В Париже они встречались редко. Гертруда Зимель сердечно, по-женски обрадовалась встрече с Анной и предложила зайти на четверть часа в кафе Румпельмайер. Для Анны кафе это было слишком дорогим. Но сегодня она была довольна своей внешностью. Лишь позавчера по случаю вечеринки у Гейльбруна она покрасила волосы, и ей очень хотелось именно перед Гертрудой Зимель блеснуть своей внешностью. Она согласилась.
И вот обе сидят в красивом кафе под портиками на улице Риволи, среди холеных, не знающих нужды женщин, среди благодушной болтовни и довольства. У Анны Траутвейн и у Гертруды Зимель такой же свежий и беззаботный вид, как и у других; можно подумать, что они сидят в кафе Добрина в Тиргартене.

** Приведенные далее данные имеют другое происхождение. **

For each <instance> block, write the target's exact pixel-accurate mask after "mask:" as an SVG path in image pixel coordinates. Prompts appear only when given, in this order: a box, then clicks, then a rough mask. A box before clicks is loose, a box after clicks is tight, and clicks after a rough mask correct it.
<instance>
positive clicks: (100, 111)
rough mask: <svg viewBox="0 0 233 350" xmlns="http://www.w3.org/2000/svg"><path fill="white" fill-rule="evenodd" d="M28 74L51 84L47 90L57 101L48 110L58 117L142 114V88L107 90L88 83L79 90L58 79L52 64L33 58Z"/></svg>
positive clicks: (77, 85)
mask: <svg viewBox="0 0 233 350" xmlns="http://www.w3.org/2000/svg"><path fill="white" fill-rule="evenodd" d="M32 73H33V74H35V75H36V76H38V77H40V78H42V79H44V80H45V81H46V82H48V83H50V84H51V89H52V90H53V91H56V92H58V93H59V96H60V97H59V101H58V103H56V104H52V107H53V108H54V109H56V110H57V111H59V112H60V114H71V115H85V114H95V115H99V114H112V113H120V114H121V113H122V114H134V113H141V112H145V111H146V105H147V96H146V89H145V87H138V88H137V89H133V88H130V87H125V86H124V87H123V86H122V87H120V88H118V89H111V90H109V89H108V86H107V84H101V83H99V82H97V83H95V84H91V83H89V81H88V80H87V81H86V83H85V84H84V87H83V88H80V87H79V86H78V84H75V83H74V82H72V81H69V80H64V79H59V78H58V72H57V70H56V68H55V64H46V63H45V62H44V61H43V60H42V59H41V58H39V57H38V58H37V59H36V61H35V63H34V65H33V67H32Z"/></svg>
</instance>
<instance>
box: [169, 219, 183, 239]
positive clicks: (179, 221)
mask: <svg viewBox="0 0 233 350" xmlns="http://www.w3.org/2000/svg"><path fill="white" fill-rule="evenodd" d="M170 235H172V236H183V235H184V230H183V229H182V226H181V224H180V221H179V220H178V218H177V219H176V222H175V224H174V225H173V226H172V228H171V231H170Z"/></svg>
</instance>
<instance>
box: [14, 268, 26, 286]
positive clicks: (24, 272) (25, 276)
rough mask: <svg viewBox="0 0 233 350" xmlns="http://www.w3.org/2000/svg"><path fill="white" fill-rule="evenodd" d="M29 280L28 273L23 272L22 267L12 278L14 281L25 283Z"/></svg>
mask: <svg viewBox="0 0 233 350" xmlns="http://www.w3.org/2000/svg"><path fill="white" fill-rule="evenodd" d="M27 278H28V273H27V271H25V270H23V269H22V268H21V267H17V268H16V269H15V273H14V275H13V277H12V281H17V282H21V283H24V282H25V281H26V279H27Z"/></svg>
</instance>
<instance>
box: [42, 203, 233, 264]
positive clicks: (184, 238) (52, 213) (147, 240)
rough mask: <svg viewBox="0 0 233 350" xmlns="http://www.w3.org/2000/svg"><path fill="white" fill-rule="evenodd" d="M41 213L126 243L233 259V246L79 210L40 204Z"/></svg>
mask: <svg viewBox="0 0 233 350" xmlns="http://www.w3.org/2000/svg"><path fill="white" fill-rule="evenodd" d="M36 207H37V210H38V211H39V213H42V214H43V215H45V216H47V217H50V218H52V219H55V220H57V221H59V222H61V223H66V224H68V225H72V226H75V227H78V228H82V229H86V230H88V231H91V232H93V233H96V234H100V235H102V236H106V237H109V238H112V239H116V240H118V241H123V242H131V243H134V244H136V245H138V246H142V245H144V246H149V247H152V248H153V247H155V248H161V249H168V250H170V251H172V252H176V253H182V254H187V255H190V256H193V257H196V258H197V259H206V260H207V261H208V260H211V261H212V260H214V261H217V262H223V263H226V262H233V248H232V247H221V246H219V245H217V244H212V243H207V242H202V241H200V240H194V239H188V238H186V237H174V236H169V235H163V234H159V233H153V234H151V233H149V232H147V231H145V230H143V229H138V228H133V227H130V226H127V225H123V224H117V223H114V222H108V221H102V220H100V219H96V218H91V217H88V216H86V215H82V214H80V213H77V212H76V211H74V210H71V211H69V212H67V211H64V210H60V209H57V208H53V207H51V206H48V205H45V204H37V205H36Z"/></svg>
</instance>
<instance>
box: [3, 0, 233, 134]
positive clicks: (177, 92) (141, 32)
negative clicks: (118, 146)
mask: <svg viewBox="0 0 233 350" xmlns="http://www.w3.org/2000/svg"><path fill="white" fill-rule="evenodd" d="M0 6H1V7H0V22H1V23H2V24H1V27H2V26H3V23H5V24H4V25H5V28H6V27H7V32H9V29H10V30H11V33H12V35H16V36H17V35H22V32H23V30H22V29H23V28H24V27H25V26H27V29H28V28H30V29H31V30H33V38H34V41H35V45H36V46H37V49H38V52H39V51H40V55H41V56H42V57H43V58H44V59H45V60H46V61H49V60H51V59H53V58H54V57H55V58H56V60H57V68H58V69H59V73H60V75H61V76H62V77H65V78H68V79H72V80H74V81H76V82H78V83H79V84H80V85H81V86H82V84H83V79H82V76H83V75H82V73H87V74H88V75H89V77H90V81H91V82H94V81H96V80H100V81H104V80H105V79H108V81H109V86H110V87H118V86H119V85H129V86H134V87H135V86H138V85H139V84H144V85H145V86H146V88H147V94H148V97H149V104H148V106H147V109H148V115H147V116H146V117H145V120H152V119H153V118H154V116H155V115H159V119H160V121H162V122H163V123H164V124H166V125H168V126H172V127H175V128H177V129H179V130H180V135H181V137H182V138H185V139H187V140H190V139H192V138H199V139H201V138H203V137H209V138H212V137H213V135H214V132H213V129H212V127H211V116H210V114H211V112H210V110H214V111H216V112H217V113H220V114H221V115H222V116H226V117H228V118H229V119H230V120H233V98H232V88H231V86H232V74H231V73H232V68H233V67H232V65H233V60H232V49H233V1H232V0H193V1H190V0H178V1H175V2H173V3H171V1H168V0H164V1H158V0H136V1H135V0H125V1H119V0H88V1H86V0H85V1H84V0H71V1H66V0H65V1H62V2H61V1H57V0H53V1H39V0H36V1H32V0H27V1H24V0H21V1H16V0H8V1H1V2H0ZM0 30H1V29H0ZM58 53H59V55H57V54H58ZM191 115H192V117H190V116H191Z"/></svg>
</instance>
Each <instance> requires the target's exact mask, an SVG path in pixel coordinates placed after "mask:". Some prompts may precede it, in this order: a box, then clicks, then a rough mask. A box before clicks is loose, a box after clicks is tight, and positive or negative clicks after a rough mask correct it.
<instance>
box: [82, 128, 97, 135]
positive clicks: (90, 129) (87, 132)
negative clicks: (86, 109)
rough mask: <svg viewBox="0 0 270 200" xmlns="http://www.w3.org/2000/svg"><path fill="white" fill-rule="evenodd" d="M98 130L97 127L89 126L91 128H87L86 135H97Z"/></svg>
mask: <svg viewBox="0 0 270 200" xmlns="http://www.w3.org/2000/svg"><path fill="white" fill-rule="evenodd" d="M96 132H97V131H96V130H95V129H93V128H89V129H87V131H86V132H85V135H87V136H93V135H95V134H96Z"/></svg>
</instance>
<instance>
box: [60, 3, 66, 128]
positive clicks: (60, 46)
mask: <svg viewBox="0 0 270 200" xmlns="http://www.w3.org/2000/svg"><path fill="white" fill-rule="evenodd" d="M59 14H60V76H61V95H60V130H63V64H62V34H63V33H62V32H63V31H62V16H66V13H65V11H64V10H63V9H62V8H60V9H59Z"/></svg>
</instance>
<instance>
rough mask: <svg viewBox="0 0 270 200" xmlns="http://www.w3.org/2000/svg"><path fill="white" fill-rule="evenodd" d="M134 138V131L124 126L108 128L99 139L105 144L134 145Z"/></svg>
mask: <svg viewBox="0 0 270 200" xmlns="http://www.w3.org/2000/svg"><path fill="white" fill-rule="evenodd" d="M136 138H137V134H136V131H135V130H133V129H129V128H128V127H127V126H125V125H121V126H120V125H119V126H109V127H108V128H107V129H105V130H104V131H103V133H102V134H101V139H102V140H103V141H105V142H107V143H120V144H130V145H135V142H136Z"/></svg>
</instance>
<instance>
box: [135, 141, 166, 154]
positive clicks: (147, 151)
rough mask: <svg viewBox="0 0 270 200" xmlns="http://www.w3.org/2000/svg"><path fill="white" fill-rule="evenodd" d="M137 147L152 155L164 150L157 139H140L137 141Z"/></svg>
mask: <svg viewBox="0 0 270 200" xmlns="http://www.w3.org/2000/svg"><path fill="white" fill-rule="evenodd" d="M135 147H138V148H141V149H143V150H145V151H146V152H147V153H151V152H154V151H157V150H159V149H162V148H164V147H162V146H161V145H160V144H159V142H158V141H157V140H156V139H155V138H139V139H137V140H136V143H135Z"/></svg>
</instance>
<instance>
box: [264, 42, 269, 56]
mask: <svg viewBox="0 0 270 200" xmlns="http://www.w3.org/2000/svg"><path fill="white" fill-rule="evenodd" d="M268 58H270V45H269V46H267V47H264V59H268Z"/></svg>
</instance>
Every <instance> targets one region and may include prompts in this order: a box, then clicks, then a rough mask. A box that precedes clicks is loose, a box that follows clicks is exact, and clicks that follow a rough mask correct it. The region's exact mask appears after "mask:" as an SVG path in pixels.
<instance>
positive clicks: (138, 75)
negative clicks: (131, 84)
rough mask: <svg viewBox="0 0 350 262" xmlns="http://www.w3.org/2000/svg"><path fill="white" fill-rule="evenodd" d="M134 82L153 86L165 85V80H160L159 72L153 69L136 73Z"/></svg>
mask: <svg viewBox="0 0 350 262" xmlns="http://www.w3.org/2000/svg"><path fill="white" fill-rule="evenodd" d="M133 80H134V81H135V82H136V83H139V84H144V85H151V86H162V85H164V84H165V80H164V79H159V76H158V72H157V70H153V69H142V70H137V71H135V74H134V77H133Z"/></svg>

В глубине души Анна и Гертруда Зимель испытывали дружески враждебное любопытство друг к другу; каждой хотелось знать, как в действительности живется другой. Но обе не проронили по этому поводу ни звука, наоборот, обе скрывали свои заботы, держали себя спокойно и уверенно, делая вид, что ничто в их жизни не изменилось. Они не были в изгнании, они были у себя в Берлине.
Болтали о выставках, которые, к сожалению, за недостатком времени еще не удалось посетить, слегка коснулись политики, говорили о парижской жизни, но тоном путешественников, для которых приятные и неприятные стороны этой жизни не имеют существенного значения. Анна Траутвейн разглядывала изящную, беспечную Гертруду Зимель и спрашивала себя, неужели все перенесенные беды соскальзывают с этой женщины как с гуся вода? Гертруда Зимель жаловалась в эту минуту: как трудно найти вышколенную, надежную прислугу. Анна вспомнила о маленьком эпизоде из недавнего прошлого третьей империи, который ей рассказала одна ее приятельница. Евреям там запрещено нанимать „арийскую“ прислугу; поэтому многие зажиточные еврейские семьи сменили „арийскую“ прислугу на еврейскую. Приятельница Анны была в гостях у одной пожилой дамы, у которой служила теперь горничная-еврейка. Старушка мягко сделала замечание своей новой горничной за то, что та опять поставила в вазу увядшие цветы, не заменила их свежими. На это горничная дерзко, мудро и скептически ответила ей: „Ничего, вы еще сбавите спеси, фрау Кон“.